今回の万博は、残念ながら1回しか訪問できなかった。しかし、その1回の経験と万博を訪問された海外を含めた多くの方々──海外の方で、万博に来られた帰り道に日本銀行に来られて色々感想を述べて帰られた方も非常に多かった──から得た私の理解では、イベントとして1回限りの花火が上がって終わってしまい、後にはあまり余韻が残らない、というようなものではなかったのではないかという感じを抱いている。これはお世辞ではなく、環境というこれから人類にとって一番大きなテーマを、単にキャッチ・フレーズ的に取り上げたのではなく、真剣なテーマとして取り上げ、その趣旨をよく汲んで各国のパビリオンが出されていたと多くの人が非常に強い印象を受けていた。

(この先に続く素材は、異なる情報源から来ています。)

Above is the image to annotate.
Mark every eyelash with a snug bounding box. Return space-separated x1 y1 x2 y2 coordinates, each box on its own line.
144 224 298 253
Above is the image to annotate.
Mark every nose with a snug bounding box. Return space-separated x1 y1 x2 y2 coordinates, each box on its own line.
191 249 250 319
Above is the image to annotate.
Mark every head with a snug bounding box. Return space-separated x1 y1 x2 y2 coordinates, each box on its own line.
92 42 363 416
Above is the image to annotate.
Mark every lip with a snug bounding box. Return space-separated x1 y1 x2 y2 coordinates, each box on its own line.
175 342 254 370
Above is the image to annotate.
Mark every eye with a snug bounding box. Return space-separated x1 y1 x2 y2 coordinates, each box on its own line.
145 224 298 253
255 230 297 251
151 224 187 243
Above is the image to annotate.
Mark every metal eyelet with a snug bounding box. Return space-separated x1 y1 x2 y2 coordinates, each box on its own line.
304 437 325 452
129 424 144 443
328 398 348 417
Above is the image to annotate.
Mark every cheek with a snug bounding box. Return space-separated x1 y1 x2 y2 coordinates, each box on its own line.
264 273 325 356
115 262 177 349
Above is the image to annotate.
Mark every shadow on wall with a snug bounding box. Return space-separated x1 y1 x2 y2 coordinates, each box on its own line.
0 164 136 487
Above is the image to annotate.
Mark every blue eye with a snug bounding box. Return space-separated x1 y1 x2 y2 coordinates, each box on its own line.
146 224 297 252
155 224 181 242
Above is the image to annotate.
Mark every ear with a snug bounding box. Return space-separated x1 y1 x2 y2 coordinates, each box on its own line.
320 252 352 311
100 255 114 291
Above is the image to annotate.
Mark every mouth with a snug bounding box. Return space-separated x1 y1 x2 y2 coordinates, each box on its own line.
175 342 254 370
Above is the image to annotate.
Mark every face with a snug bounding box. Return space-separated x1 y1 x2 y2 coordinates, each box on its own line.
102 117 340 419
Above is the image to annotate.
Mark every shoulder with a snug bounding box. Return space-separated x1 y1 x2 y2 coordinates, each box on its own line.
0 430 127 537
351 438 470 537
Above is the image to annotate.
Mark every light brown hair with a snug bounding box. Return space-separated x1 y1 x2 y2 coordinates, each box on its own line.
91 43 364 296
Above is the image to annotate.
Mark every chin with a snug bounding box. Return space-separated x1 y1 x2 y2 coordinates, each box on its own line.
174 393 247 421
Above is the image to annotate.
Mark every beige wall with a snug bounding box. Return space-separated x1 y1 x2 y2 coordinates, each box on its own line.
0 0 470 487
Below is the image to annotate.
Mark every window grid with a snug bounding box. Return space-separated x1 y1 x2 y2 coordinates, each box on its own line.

そういう意味では、余韻という言葉では足りないくらいに今後に良い影響を長く持ち続ける万博ではなかったかという感じを抱いている。そのため先程の講演の時もご質問にお答えしたように、今回の万博は、環境を真剣なテーマととらえ、参加者がそれを色々な側面から表現したために、おそらく今後イノベーションの口火となるようなきっかけをたくさん与えてくれる万博だったのではないか。さらに、企業が経済社会あるいは国際的に展開を遂げていく時──CSR(Corporate Social Responsibility)や企業の社会的責任というと、非常に狭い概念で捉える人もいるが──、常に企業活動が広く社会にそして世界全体にどういう形でベネフィットをお返ししながら活動するかという意味でのより広い責任意識が、企業に自然にビルトインされ、それが繰り返して続けられていくというように、今後うまくこの火種を受け継いでいけば、その出発点となった万博と評価されるのではないか。東海地方に止まらず、日本全体の企業活動に知らず知らずそういう良い影響が伝播されていけば、それは素晴らしいことだと思っている。
【問】
先程の講演で、物価情勢についてまもなくプラスに変わっていくだろう、来年1~3月にかけては比較的はっきりとしたプラスになっていくだろうと、これまでよりもかなり時期を特定されてプラスに転換する見通しを示された。来年1~3月にかけてということは、この時期に量的緩和政策解除の条件が整ってくる可能性が高まっているという理解でよいか。もう1点、4月以降さまざまな物価下落要因が取りざたされているが、そういうものを含めて考えると若干不透明要因が増えているという認識をお持ちか。
【答】
本日は、記者の皆さんというよりは、主として私の話を初めて聞いてくださる中部地方の経済人の方々にお話しした。従って、私が今までどういう言葉で説明したかという連続線上でとらえておられる記者の皆さんと違って、今の時点で一番分かりやすい言葉で話させて頂いたということをよくご理解して頂きたい。今の時点で東海地方の財界の方々が一番分かりやすい言葉は、既に消費者物価指数が10月に前年比ゼロ%になった以降の話であり、記者の皆さんのようにずっと昔からその話をしているのとは非常に違う。既にゼロ%になっているということであれば、この後プラスになり、プラスになった状況がどうかということが話の中心になる。すなわち、年末にかけて(消費者物価指数の前年比は)大体プラスの数字となるだろうし、年明けには次第に同じプラスの数字であっても根っこのところがよりしっかりしてくるだろうし、場合によってはプラス幅も少し増えるかもしれないという意味を述べているのであって、(財界の方々も)多分そのように額面どおり受け取って頂いたのではないかと思う。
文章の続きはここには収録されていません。